Applausi a Cagliari per la messinscena del dramma del regista svedese
“Sarabanda” con la Lojodice e De Francovich
“Sarabanda” di Ingmar Bergman contiene tutte le tematiche che hanno segnato il cammino del regista: le difficoltà nei rapporti umani, l'incomunicabilità, l'introspezione psicologica, descritte attraverso una figuratività fortemente espressionista e convergenti nell'angosciosa ricerca di un significato dell'esistenza.
Il maestro svedese scrisse la sua ultima sceneggiatura pensando a un lavoro per lo schermo (in questo caso quello tv) e il teatro. Una drammaturgia con lo sguardo rivolto alle relazioni parentali, fissate attraverso rimpianti, rimorsi e rancori dei personaggi che abitano un quadro familiare portato in scena (con successo) al Massimo di Cagliari dai sempre bravi Giuliana Lojodice e Massimo De Francovich, e dai giovani compagni di viaggio Luca Lazzareschi e Clio Cipolletta, autori di una prova in chiaroscuro.
A trent'anni dal loro ultimo incontro, Marianne, professione avvocato, decide di andare a trovare l'ex marito Johan, andato a vivere in un luogo isolato, dal quale ha avuto due figlie che lui ormai non vede più: una di loro, Martha, colpita da depressione, trascorre le giornate in una clinica con lo sguardo perso nel vuoto. Johan ha anche un altro figlio, Henrik: la moglie Anna è morta di malattia e da quel momento la figlia Karin, talentuosa violoncellista dal luminoso futuro, è diventato tutto il suo mondo. Un mondo da custodire, recintare, reso inaccessibile a ogni cosa, compreso un brillante avvenire che bussa alla porta per mano di un importante direttore d'orchestra, che nota la giovane solista durante un concerto di allievi, consigliando all'amico Johan di farla studiare in una scuola prestigiosa.

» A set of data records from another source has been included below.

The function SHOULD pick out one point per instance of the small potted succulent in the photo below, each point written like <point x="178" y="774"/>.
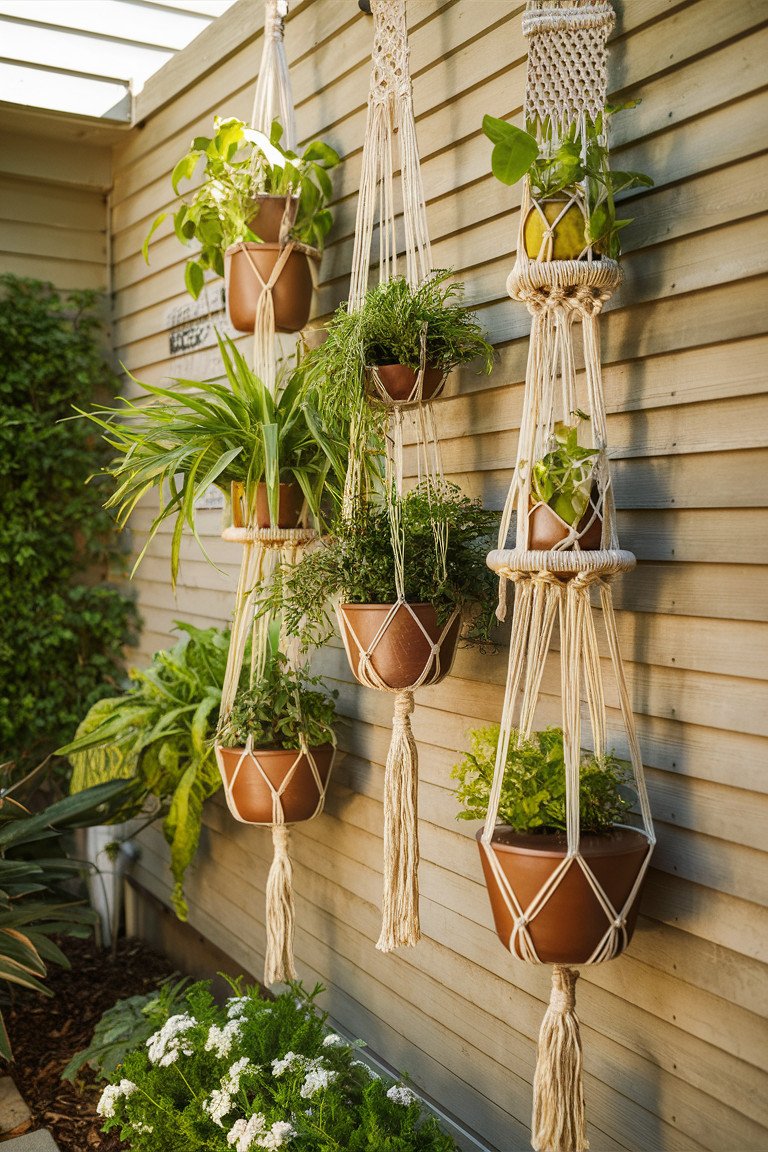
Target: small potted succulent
<point x="255" y="197"/>
<point x="273" y="454"/>
<point x="446" y="593"/>
<point x="564" y="501"/>
<point x="530" y="841"/>
<point x="573" y="189"/>
<point x="278" y="742"/>
<point x="403" y="341"/>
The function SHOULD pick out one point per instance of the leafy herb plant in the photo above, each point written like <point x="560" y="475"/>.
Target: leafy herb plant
<point x="207" y="432"/>
<point x="357" y="565"/>
<point x="241" y="164"/>
<point x="283" y="706"/>
<point x="259" y="1074"/>
<point x="563" y="477"/>
<point x="561" y="165"/>
<point x="388" y="328"/>
<point x="533" y="789"/>
<point x="160" y="733"/>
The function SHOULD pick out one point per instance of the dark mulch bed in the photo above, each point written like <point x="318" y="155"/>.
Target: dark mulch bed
<point x="45" y="1033"/>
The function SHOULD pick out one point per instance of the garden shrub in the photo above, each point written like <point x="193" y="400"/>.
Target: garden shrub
<point x="259" y="1074"/>
<point x="62" y="620"/>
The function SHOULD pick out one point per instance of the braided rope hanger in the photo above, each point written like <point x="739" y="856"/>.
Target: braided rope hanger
<point x="263" y="551"/>
<point x="565" y="85"/>
<point x="390" y="128"/>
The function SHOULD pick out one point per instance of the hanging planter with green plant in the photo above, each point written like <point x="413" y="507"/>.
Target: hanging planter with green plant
<point x="258" y="204"/>
<point x="554" y="909"/>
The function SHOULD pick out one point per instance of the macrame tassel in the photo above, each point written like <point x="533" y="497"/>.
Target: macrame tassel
<point x="559" y="1123"/>
<point x="400" y="909"/>
<point x="279" y="961"/>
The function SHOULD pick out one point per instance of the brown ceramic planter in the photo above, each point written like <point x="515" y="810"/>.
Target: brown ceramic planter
<point x="267" y="221"/>
<point x="546" y="530"/>
<point x="402" y="653"/>
<point x="251" y="797"/>
<point x="568" y="241"/>
<point x="289" y="506"/>
<point x="570" y="925"/>
<point x="397" y="381"/>
<point x="291" y="293"/>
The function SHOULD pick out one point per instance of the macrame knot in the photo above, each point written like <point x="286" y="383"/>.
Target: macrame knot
<point x="563" y="990"/>
<point x="404" y="705"/>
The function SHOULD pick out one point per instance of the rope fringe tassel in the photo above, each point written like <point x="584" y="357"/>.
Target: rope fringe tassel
<point x="400" y="907"/>
<point x="559" y="1122"/>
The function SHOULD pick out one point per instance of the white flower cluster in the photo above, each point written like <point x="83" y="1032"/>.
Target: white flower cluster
<point x="111" y="1094"/>
<point x="255" y="1134"/>
<point x="334" y="1040"/>
<point x="318" y="1075"/>
<point x="165" y="1046"/>
<point x="401" y="1094"/>
<point x="221" y="1039"/>
<point x="220" y="1101"/>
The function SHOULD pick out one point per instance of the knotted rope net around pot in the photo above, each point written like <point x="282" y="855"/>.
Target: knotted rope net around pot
<point x="390" y="135"/>
<point x="258" y="789"/>
<point x="556" y="569"/>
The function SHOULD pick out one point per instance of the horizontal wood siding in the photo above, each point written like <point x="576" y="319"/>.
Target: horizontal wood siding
<point x="674" y="1031"/>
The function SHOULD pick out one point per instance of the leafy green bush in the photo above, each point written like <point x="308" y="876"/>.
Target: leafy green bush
<point x="533" y="789"/>
<point x="259" y="1074"/>
<point x="126" y="1025"/>
<point x="160" y="732"/>
<point x="36" y="874"/>
<point x="357" y="565"/>
<point x="62" y="624"/>
<point x="282" y="706"/>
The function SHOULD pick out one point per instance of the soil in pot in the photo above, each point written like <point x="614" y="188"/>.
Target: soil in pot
<point x="397" y="380"/>
<point x="290" y="505"/>
<point x="251" y="795"/>
<point x="571" y="923"/>
<point x="291" y="294"/>
<point x="403" y="652"/>
<point x="267" y="221"/>
<point x="568" y="242"/>
<point x="546" y="530"/>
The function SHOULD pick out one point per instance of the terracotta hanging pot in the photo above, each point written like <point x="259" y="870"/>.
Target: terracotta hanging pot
<point x="571" y="923"/>
<point x="251" y="796"/>
<point x="546" y="530"/>
<point x="289" y="507"/>
<point x="402" y="652"/>
<point x="568" y="241"/>
<point x="398" y="380"/>
<point x="267" y="222"/>
<point x="291" y="294"/>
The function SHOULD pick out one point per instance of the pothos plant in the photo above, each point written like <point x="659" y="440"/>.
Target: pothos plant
<point x="159" y="733"/>
<point x="240" y="165"/>
<point x="563" y="164"/>
<point x="533" y="788"/>
<point x="563" y="477"/>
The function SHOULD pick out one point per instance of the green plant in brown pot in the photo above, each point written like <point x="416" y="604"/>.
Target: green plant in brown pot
<point x="530" y="840"/>
<point x="572" y="184"/>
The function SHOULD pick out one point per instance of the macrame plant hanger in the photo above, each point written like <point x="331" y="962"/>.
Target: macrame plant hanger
<point x="565" y="84"/>
<point x="263" y="550"/>
<point x="390" y="129"/>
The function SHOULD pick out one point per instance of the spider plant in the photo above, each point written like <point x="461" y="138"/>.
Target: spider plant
<point x="204" y="432"/>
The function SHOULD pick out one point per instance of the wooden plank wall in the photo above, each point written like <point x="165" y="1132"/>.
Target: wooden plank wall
<point x="674" y="1032"/>
<point x="54" y="180"/>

I rapporti tra padre e figlio non sono mai stati buoni e i due non perdono occasione per dimostrare reciproca intolleranza. «Quel porco sta seduto su un sacco di milioni ma non muore. Si è mummificato nella sua stessa cattiveria», dice Henrick, rivolgendosi all'ex moglie del padre. Marianne, che come ripete più volte, è capitata lì ma non sa perché, riempie la scena con la sua dolcezza, i ricordi, la sofferenza, il desiderio, la forza interiore, la capacità di guardare nell'animo degli altri protagonisti. Il ritrovamento di una lettera di Anna indirizzata al marito, spinge Karin ad allontanarsi dal padre e a vivere la propria vita, mentre Marianne rende visita alla figlia Martha, guardata per la prima volta con amore.